To test whether a collagen matrix (CM) can improve early wound healing and aesthetics, and decrease wound sensitivity compared with spontaneous healing.

METHODS:

In 15 volunteers, 6-mm punch biopsies were harvested at both palatal sites. A CM was sutured in one site; the other one was left untreated (control). Measurements included the remaining defect area, the colour match to surrounding tissue and somatosensory parameters at various time-points (pre-operative, post-operative, 4, 8, 15, 29 days).

RESULTS:

The defect area decreased over time for both treatments.

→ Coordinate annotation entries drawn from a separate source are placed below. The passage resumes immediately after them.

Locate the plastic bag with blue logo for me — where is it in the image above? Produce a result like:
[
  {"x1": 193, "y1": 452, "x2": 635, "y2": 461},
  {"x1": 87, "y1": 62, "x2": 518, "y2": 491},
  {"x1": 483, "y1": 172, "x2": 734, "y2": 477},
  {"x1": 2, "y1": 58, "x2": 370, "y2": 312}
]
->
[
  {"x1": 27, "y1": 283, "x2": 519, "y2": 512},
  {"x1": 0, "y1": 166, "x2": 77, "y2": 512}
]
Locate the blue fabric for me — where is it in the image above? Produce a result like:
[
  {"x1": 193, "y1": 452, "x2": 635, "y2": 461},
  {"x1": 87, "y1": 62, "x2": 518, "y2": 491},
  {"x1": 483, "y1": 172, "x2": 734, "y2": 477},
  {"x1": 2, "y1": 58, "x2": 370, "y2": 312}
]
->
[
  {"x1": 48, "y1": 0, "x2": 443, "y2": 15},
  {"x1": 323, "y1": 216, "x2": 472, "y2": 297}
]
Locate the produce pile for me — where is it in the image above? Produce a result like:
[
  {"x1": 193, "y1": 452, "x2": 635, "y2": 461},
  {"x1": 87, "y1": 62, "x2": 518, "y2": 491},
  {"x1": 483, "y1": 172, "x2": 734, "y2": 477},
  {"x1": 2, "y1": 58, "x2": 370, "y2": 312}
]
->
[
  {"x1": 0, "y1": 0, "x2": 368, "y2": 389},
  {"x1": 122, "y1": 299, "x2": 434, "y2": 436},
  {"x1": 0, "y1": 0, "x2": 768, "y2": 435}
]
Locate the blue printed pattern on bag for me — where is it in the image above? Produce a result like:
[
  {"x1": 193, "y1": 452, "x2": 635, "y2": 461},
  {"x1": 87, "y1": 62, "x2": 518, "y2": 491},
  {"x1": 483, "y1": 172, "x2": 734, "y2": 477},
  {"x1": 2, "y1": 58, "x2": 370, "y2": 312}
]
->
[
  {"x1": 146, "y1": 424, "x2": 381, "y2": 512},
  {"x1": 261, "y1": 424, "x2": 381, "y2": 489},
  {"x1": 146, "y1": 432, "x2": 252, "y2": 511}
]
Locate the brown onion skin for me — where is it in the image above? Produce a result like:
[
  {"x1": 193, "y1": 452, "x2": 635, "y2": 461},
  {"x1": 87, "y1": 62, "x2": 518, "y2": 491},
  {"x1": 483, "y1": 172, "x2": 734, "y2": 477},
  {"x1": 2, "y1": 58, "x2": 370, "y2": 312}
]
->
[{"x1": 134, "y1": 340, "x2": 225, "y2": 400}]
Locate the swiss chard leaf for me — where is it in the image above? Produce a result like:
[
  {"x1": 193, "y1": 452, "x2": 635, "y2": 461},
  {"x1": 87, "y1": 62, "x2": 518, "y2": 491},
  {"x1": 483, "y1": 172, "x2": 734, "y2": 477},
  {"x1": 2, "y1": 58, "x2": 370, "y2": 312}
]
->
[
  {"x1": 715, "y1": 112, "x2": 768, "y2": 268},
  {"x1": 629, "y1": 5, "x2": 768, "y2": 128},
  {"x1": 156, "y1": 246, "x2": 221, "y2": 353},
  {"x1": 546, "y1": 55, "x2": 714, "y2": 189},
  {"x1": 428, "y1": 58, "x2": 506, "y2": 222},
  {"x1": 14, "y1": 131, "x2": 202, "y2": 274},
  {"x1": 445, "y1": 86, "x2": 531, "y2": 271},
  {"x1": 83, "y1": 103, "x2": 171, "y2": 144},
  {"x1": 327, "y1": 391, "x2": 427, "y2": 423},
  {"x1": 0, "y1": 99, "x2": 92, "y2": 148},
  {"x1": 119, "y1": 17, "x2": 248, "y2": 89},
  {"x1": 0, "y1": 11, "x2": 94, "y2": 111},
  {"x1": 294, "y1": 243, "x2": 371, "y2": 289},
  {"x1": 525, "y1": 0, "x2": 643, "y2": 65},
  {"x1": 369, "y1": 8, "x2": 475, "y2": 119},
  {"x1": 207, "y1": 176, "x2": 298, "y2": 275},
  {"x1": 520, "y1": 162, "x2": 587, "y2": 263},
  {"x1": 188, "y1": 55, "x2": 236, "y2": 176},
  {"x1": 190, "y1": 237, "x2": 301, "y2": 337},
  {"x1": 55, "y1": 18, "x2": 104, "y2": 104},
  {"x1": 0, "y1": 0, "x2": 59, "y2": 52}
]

Re-epithelization was completed in all subjects by day 15. The defect area was significantly smaller for CM (mean ± SD: 19.3 ± 3.4 mm(2)) compared with control (21.3 ± 3.3 mm(2)) at day 4 (p < 0.05), and at day 8 (CM: 11.7 ± 2.5 mm(2) ; control: 13.6 ± 2.9 mm(2) ; p < 0.01). The colour match was more favourable for CM at day 4, 8 and 29 (p > 0.05). Somatosensory measurements revealed slightly lower wound sensitivity at day 4 for CM compared with control.

CONCLUSIONS:

The use of CM can enhance wound healing compared with spontaneous healing during the first week. This was mainly documented by a faster re-epithelization. Colour match and wound sensitivity measurements did not reach statistical significance between CM and control sites.